The Reserve Bank of India has said in a draft paper that the savings account interest rate should be deregulated. This rate is currently 3.5% and is the only interest rate offered by banks that is enforced across all banks.

india Updated: May 06, 2011 21:23 IST
Dhirendra Kumar

The Reserve Bank of India (RBI) has said in a draft paper that the savings account interest rate should be deregulated. This rate is currently 3.5% and is the only interest rate offered by banks that is enforced across all banks.

Even though knowledgeable investors do not keep a significant proportion of their money in savings accounts, this is a useful move.

On Tuesday, the RBI announced a hike of 0.5 percentage point in the savings deposit rate — the first increase in 19 years — taking it to 4% with immediate effect.

Savings bank accounts are the primary savings vehicle, almost by definition, of the least well-informed class of savers. As such, the only way these people have of maximising their returns is if the RBI creates conditions that facilitate that. A few months ago, RBI had forced banks to change the method of calculating the savings bank interest on the daily average balance instead of the minimum balance. This made the calculation fair and enhanced returns for customers.

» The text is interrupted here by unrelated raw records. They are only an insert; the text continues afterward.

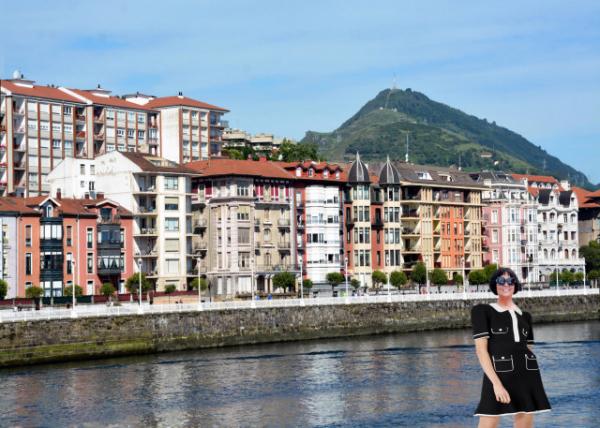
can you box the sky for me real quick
[1,0,599,182]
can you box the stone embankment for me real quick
[0,294,598,367]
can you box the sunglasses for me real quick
[496,277,514,286]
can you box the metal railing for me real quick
[0,288,596,324]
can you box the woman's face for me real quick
[496,272,515,297]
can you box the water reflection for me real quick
[0,321,598,427]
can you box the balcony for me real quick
[193,241,208,252]
[135,250,158,258]
[194,218,207,230]
[98,215,121,225]
[278,240,291,252]
[372,218,384,228]
[97,261,122,275]
[345,216,355,227]
[401,209,419,218]
[135,206,157,216]
[135,228,157,236]
[277,218,291,228]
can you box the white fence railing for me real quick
[0,288,597,324]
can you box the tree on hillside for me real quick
[278,140,321,162]
[125,273,152,294]
[371,270,387,294]
[273,271,296,293]
[326,272,344,296]
[390,271,408,293]
[0,279,8,300]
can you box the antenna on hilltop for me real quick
[384,74,398,109]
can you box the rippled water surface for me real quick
[0,321,598,427]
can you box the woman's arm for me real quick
[474,338,511,404]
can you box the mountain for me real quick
[301,88,594,188]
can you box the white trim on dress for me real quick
[474,409,551,417]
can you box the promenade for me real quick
[1,287,597,324]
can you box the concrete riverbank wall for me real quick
[0,294,598,367]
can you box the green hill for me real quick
[301,88,593,188]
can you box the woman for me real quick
[471,267,551,428]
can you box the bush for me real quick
[190,277,209,291]
[64,284,83,297]
[350,278,361,291]
[164,284,177,294]
[25,286,44,299]
[0,279,8,300]
[125,273,152,294]
[371,270,387,293]
[302,278,313,290]
[560,270,575,285]
[273,271,296,292]
[100,283,116,297]
[468,270,487,285]
[483,264,498,282]
[574,272,584,283]
[453,273,464,286]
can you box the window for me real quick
[137,114,145,124]
[238,228,250,244]
[89,181,95,191]
[52,139,61,149]
[137,130,145,139]
[25,225,32,246]
[87,253,93,274]
[237,183,250,197]
[90,165,95,175]
[164,197,179,210]
[25,253,32,275]
[80,164,85,175]
[127,129,135,138]
[80,180,85,188]
[491,210,498,224]
[66,226,72,246]
[64,106,72,115]
[165,238,180,252]
[87,228,94,248]
[41,223,62,240]
[353,249,371,267]
[492,229,499,244]
[165,218,179,232]
[166,259,179,274]
[164,176,178,190]
[117,128,125,137]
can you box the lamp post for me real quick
[71,259,77,318]
[425,255,430,295]
[555,225,560,296]
[461,256,467,299]
[250,257,255,308]
[344,256,349,302]
[196,256,203,310]
[138,258,143,313]
[583,263,587,295]
[299,256,304,302]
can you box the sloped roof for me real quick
[67,88,156,111]
[1,80,83,104]
[120,152,198,175]
[0,196,133,217]
[378,157,401,185]
[511,174,560,185]
[145,95,229,112]
[347,153,371,184]
[0,197,40,215]
[186,158,292,179]
[572,186,600,208]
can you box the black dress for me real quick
[471,303,551,417]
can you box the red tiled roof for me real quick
[67,88,156,111]
[0,197,40,215]
[146,95,229,112]
[119,152,198,175]
[527,186,540,197]
[572,186,600,209]
[186,158,293,179]
[1,81,83,104]
[275,161,348,182]
[511,174,559,185]
[0,196,131,217]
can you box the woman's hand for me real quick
[493,382,511,404]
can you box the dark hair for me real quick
[489,267,521,295]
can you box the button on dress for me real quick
[471,303,551,416]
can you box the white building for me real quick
[47,158,97,199]
[49,151,199,291]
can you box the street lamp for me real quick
[250,257,255,308]
[196,256,203,310]
[425,255,430,295]
[299,256,304,302]
[461,256,467,299]
[555,225,561,296]
[138,258,143,312]
[344,256,349,302]
[70,259,77,318]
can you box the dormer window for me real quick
[44,205,52,217]
[335,171,340,179]
[308,168,314,177]
[416,171,432,180]
[296,167,302,177]
[323,170,329,178]
[439,174,453,182]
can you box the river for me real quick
[0,320,598,427]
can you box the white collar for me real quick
[490,302,522,316]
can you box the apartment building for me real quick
[222,129,285,155]
[186,158,298,296]
[0,195,134,298]
[343,156,485,283]
[279,161,345,289]
[513,174,585,280]
[473,172,539,283]
[572,186,600,246]
[49,151,198,291]
[126,93,229,163]
[1,73,228,197]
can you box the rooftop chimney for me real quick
[96,192,105,200]
[56,189,62,200]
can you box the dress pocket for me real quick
[492,355,514,372]
[525,354,539,371]
[491,326,509,335]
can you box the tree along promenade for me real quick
[0,287,597,324]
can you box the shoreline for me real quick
[0,294,598,368]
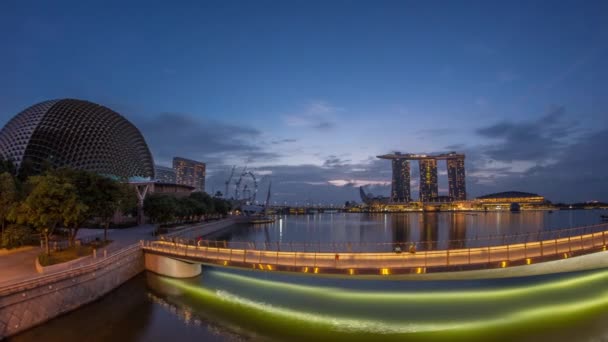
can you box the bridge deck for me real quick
[142,229,608,277]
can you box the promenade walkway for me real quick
[0,219,233,287]
[142,223,608,277]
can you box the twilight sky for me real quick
[1,0,607,204]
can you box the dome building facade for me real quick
[0,99,154,180]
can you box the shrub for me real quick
[1,224,34,249]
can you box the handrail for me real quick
[142,226,608,273]
[158,222,608,253]
[0,243,141,296]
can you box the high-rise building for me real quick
[419,159,438,202]
[154,165,176,184]
[447,156,466,200]
[173,157,206,192]
[378,151,466,204]
[390,159,411,203]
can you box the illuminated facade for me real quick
[0,99,154,180]
[475,191,546,208]
[173,157,206,192]
[419,159,438,202]
[447,156,466,200]
[391,159,411,202]
[154,165,176,183]
[378,152,466,203]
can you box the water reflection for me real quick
[211,211,608,252]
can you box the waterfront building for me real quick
[419,158,438,202]
[154,165,176,183]
[391,158,411,202]
[475,191,548,210]
[149,182,195,198]
[447,155,466,200]
[0,99,154,180]
[173,157,206,192]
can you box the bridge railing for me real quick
[157,222,608,253]
[142,224,608,272]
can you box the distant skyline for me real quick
[1,0,607,203]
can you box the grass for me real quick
[38,240,112,267]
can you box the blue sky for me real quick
[1,0,607,203]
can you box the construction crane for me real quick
[224,166,235,199]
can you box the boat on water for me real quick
[250,216,276,224]
[239,181,275,224]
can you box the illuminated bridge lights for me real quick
[348,268,355,275]
[526,258,532,265]
[563,253,569,259]
[415,267,426,274]
[380,268,391,276]
[501,261,508,268]
[314,267,320,274]
[302,267,309,273]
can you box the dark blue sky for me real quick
[1,0,607,203]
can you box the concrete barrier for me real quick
[144,253,201,278]
[0,244,144,339]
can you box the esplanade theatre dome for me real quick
[0,99,154,180]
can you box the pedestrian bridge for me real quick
[141,223,608,280]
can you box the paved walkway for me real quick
[0,220,233,286]
[0,247,41,286]
[0,225,156,286]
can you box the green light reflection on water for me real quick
[155,268,608,342]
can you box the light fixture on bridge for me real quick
[501,261,508,268]
[380,268,390,275]
[526,258,532,265]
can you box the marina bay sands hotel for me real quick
[377,152,466,203]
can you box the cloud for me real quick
[468,128,608,202]
[134,112,281,166]
[474,106,578,163]
[323,155,351,168]
[271,138,297,145]
[283,101,341,131]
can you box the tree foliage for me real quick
[10,174,88,255]
[1,224,33,249]
[144,194,178,224]
[0,172,19,234]
[144,191,231,225]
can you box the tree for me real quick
[0,172,18,238]
[1,224,33,249]
[190,192,214,216]
[11,174,87,255]
[143,194,177,225]
[0,158,17,176]
[213,197,230,216]
[117,183,138,218]
[89,176,126,242]
[51,169,98,245]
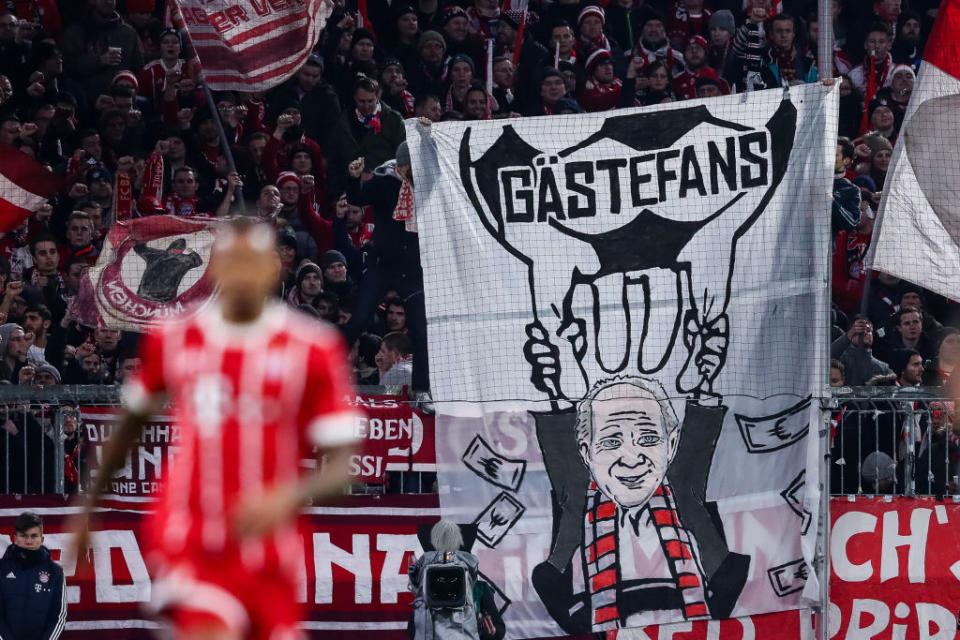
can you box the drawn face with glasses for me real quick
[576,380,680,508]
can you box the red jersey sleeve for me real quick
[301,337,359,449]
[122,328,167,413]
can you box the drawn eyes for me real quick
[637,435,662,446]
[597,437,622,451]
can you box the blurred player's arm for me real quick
[69,330,167,556]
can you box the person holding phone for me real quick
[830,315,893,386]
[61,0,143,99]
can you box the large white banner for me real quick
[408,84,837,638]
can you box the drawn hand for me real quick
[524,321,562,400]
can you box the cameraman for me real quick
[408,520,504,640]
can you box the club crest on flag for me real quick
[70,216,219,332]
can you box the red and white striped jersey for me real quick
[124,302,358,575]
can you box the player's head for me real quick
[575,377,680,509]
[14,511,43,551]
[210,218,280,316]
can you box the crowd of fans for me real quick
[0,0,953,493]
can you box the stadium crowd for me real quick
[0,0,954,494]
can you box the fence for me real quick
[0,384,437,497]
[826,385,955,497]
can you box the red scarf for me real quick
[859,53,892,135]
[774,47,798,83]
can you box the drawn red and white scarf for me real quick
[582,480,709,630]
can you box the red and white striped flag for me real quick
[0,145,61,233]
[169,0,334,92]
[867,0,960,300]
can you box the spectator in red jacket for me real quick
[578,49,622,112]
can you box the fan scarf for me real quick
[354,102,382,134]
[582,480,709,630]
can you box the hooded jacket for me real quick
[0,543,67,640]
[61,10,144,100]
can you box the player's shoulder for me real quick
[275,304,344,350]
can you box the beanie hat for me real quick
[447,53,475,74]
[863,132,893,155]
[159,27,181,46]
[321,250,347,270]
[867,95,893,120]
[392,4,417,20]
[112,70,139,90]
[888,348,921,376]
[540,66,565,84]
[441,6,468,26]
[578,5,605,26]
[499,10,521,30]
[381,57,404,74]
[277,232,298,251]
[884,63,916,88]
[861,451,896,483]
[395,141,411,167]
[417,31,446,55]
[852,174,878,192]
[36,363,61,384]
[585,48,613,75]
[295,262,321,287]
[709,10,736,35]
[276,171,301,188]
[351,28,376,48]
[686,35,708,51]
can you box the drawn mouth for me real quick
[614,470,651,489]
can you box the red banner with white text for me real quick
[81,395,435,496]
[830,496,960,640]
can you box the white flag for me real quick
[867,0,960,300]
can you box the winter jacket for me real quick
[0,544,67,640]
[327,105,406,201]
[61,11,144,102]
[345,161,421,284]
[830,334,893,386]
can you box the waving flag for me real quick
[170,0,333,91]
[0,145,61,233]
[867,0,960,299]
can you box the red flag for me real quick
[0,145,61,233]
[171,0,334,92]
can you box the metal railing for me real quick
[826,386,955,497]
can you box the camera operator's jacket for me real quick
[0,543,67,640]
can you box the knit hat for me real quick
[381,57,404,74]
[447,53,475,74]
[111,70,139,90]
[861,451,896,483]
[867,95,893,120]
[321,250,347,270]
[440,6,468,26]
[686,35,708,52]
[499,10,521,30]
[0,324,21,361]
[888,348,920,376]
[276,171,301,188]
[277,232,298,251]
[863,132,893,155]
[35,363,61,384]
[695,74,725,92]
[884,63,916,88]
[553,97,582,113]
[540,67,565,84]
[86,167,112,184]
[392,4,417,20]
[295,262,321,287]
[395,141,411,167]
[709,10,735,35]
[351,28,376,49]
[159,27,181,46]
[585,48,613,75]
[417,31,446,55]
[578,5,605,26]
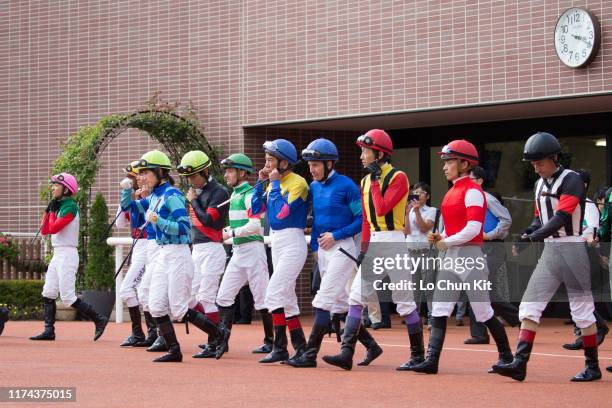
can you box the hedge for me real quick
[0,280,45,320]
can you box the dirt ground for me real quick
[1,317,610,407]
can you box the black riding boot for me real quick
[287,324,328,368]
[491,340,533,381]
[30,297,56,341]
[152,315,182,363]
[186,308,230,360]
[218,306,234,355]
[397,330,425,371]
[286,316,307,363]
[197,333,216,358]
[571,344,602,382]
[252,309,274,354]
[321,320,360,371]
[484,316,513,373]
[134,311,158,347]
[120,306,146,347]
[146,330,168,352]
[70,298,109,341]
[412,316,447,374]
[0,306,8,336]
[259,321,289,363]
[356,325,383,366]
[219,306,234,330]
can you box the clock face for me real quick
[554,8,600,68]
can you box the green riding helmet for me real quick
[221,153,254,174]
[177,150,211,176]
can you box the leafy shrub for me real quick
[0,280,45,320]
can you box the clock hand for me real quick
[570,33,593,48]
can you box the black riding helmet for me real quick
[523,132,562,161]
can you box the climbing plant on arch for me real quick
[48,99,221,273]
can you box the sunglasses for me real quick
[124,165,137,174]
[357,135,374,146]
[357,134,391,154]
[220,158,237,167]
[263,141,276,152]
[440,145,478,162]
[221,158,254,174]
[263,142,286,162]
[177,163,208,175]
[134,159,172,170]
[49,175,69,189]
[301,149,336,160]
[440,145,453,155]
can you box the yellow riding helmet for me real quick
[177,150,211,176]
[124,160,140,176]
[136,150,172,170]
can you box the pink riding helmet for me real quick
[50,173,78,195]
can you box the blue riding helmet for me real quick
[263,139,298,165]
[302,138,339,162]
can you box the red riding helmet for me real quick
[356,129,393,156]
[438,140,479,165]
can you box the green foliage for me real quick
[0,280,45,320]
[0,232,20,263]
[43,94,221,288]
[10,259,47,274]
[49,115,128,203]
[0,232,47,273]
[84,193,115,291]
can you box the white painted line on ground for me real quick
[323,340,612,360]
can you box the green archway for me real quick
[48,98,221,272]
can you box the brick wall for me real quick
[4,1,612,231]
[3,1,612,309]
[1,0,243,231]
[241,0,612,124]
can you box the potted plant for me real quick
[81,193,116,319]
[0,232,20,265]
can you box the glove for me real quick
[120,178,133,190]
[427,232,442,245]
[222,227,234,241]
[145,210,158,224]
[46,199,60,213]
[514,234,532,254]
[357,252,366,267]
[366,162,382,181]
[435,239,448,251]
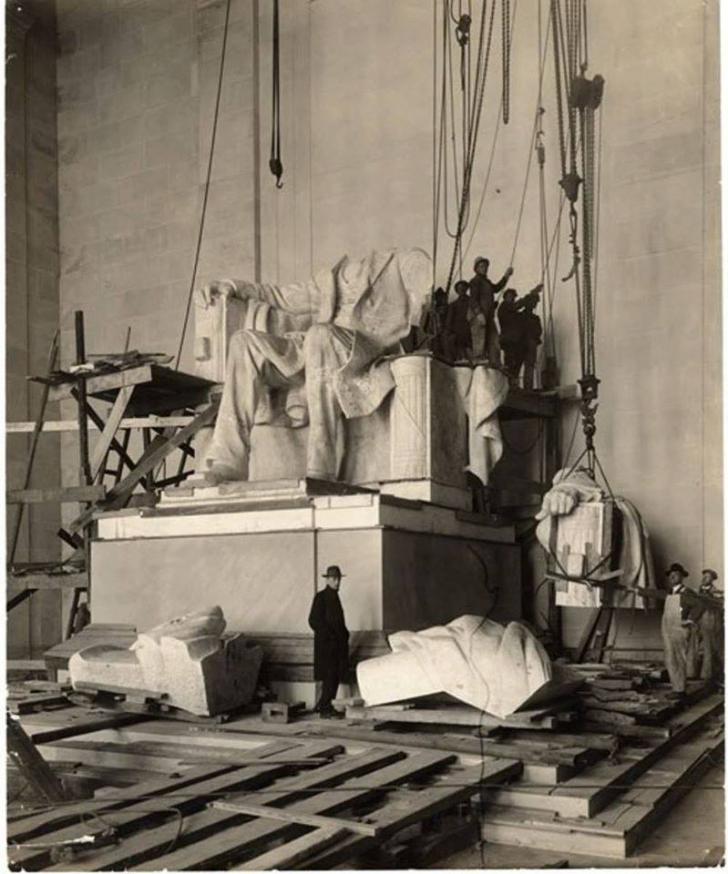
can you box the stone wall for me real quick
[56,0,257,369]
[6,0,62,658]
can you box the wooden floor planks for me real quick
[480,725,724,858]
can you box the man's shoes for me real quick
[319,707,344,720]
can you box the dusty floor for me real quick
[437,764,725,869]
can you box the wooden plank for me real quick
[235,825,347,871]
[147,751,459,871]
[212,800,380,836]
[480,727,723,859]
[53,748,407,871]
[6,713,66,804]
[6,486,106,505]
[302,760,515,869]
[29,712,151,746]
[306,722,593,768]
[487,693,724,819]
[39,738,335,773]
[9,754,318,870]
[346,704,570,730]
[10,694,71,715]
[89,384,135,478]
[9,573,88,593]
[9,740,323,857]
[506,729,620,753]
[7,416,195,434]
[48,365,153,402]
[6,659,46,672]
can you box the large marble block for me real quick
[68,606,263,717]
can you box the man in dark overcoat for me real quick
[308,565,349,718]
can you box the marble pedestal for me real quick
[91,483,521,706]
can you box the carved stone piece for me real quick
[356,614,581,719]
[69,606,263,716]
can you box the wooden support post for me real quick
[64,587,82,641]
[8,331,59,567]
[6,711,66,803]
[74,312,92,487]
[89,384,135,480]
[7,589,36,612]
[114,428,132,484]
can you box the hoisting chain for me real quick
[550,0,567,181]
[269,0,283,188]
[502,0,511,123]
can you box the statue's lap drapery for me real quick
[201,249,433,482]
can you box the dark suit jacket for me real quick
[308,587,349,681]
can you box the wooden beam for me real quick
[30,713,152,745]
[89,384,135,479]
[236,825,347,871]
[6,711,66,803]
[7,416,196,434]
[211,800,380,836]
[8,573,88,592]
[6,485,106,505]
[7,589,35,611]
[47,364,153,402]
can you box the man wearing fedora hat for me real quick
[308,565,349,718]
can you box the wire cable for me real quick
[174,0,232,369]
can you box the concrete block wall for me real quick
[6,1,63,658]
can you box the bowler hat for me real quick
[702,568,718,581]
[666,562,689,578]
[322,565,345,579]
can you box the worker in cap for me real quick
[469,256,513,363]
[661,561,694,693]
[698,569,723,682]
[308,565,349,718]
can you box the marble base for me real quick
[91,491,521,638]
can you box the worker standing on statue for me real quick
[469,257,513,364]
[521,291,543,391]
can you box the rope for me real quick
[461,0,520,263]
[443,0,498,293]
[174,0,232,369]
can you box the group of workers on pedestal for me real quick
[429,256,544,388]
[661,562,723,694]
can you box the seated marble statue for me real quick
[197,249,432,484]
[535,467,656,607]
[68,606,263,717]
[356,614,581,719]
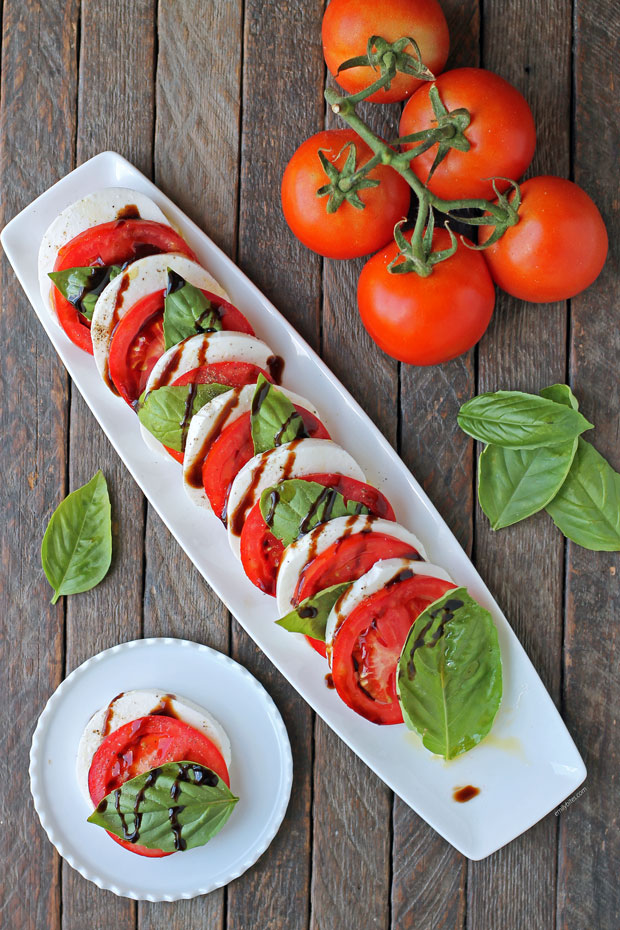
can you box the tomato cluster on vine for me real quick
[281,0,608,366]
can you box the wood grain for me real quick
[558,1,620,928]
[0,2,78,929]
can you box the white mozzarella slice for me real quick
[226,438,365,560]
[91,253,230,386]
[324,558,455,656]
[276,516,428,616]
[75,688,232,806]
[38,188,170,322]
[183,383,324,511]
[140,331,276,459]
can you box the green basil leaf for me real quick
[458,391,592,448]
[49,264,122,321]
[260,479,369,547]
[539,383,579,410]
[163,270,222,349]
[250,374,308,455]
[546,438,620,550]
[41,470,112,604]
[87,761,239,852]
[397,588,502,760]
[276,582,351,641]
[137,383,231,452]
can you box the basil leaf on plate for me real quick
[137,383,231,452]
[87,761,239,852]
[163,270,222,349]
[457,390,592,449]
[397,587,502,760]
[276,582,351,641]
[250,374,308,455]
[41,470,112,604]
[260,479,369,547]
[546,439,620,551]
[49,264,122,320]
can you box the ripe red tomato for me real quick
[88,715,229,857]
[281,129,410,259]
[479,176,609,302]
[357,227,495,365]
[331,573,456,724]
[399,68,536,201]
[322,0,449,103]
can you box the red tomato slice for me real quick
[88,714,230,857]
[51,219,196,354]
[109,291,255,407]
[239,474,395,600]
[202,412,330,521]
[331,574,456,725]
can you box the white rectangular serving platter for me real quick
[1,151,586,860]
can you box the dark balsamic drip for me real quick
[116,204,140,220]
[150,344,184,390]
[267,355,284,384]
[406,598,464,680]
[453,785,480,803]
[264,489,280,527]
[298,604,318,619]
[101,692,125,737]
[120,767,163,843]
[165,269,186,295]
[230,457,268,536]
[168,806,187,851]
[274,411,308,446]
[386,568,414,588]
[149,694,179,718]
[186,391,242,489]
[325,673,335,689]
[96,798,108,813]
[195,302,220,332]
[299,486,339,537]
[281,444,299,478]
[180,383,198,450]
[251,378,271,418]
[170,762,218,801]
[110,272,131,331]
[195,337,209,370]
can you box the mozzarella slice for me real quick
[38,188,170,322]
[140,331,277,458]
[91,253,230,387]
[183,383,324,511]
[76,688,232,806]
[226,438,365,560]
[324,558,455,657]
[276,516,428,616]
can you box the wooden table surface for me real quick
[1,1,618,928]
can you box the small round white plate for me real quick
[29,637,293,901]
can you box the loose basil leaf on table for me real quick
[260,479,369,547]
[397,587,502,760]
[49,264,122,320]
[137,383,231,452]
[276,582,351,641]
[41,470,112,604]
[539,383,580,410]
[87,761,239,852]
[546,439,620,551]
[163,270,223,349]
[250,373,308,455]
[457,390,592,448]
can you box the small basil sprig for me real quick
[41,470,112,604]
[260,479,369,547]
[457,390,592,449]
[138,383,231,452]
[397,588,502,760]
[250,374,308,455]
[49,265,122,320]
[87,761,238,852]
[276,582,351,641]
[163,270,222,349]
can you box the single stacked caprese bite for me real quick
[78,689,238,856]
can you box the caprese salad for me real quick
[41,188,503,759]
[78,689,237,856]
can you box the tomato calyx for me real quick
[337,35,435,105]
[388,213,457,278]
[399,85,471,181]
[316,142,381,213]
[459,179,522,248]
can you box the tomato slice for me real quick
[203,412,330,521]
[331,574,456,725]
[239,474,395,600]
[51,219,196,354]
[108,291,255,407]
[88,714,229,857]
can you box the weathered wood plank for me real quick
[62,2,156,927]
[228,2,324,928]
[558,1,620,927]
[0,2,78,929]
[468,1,572,926]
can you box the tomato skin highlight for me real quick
[400,68,536,201]
[331,574,456,724]
[322,0,450,104]
[281,129,410,259]
[479,176,609,302]
[358,228,495,365]
[88,714,229,857]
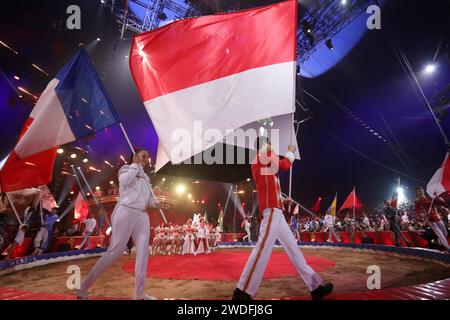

Interestingly, after the RBI's draft on rates was released, some bankers seemed to suggest that rates may actually come down because they claim that small accounts are uneconomic at even the current levels. My guess is that the banks will end up giving different interest rates to different categories of customers. Whether that achieves the RBI's goal remains to be seen.

Savings bank returns apart, banks products are the default 'investment' that a majority of Indians use, and it's a fact that bank's rules and regulations are not setup to maximise your returns. This means that if you are using fixed deposits as an investment vehicle—and a lot or people are—then you need to track their expiry carefully because lapsed fixed deposits are major source of leakage of returns. The ideal would be if the RBI would fix the underlying rules, but failing that, investors need to take care of their interest themselves.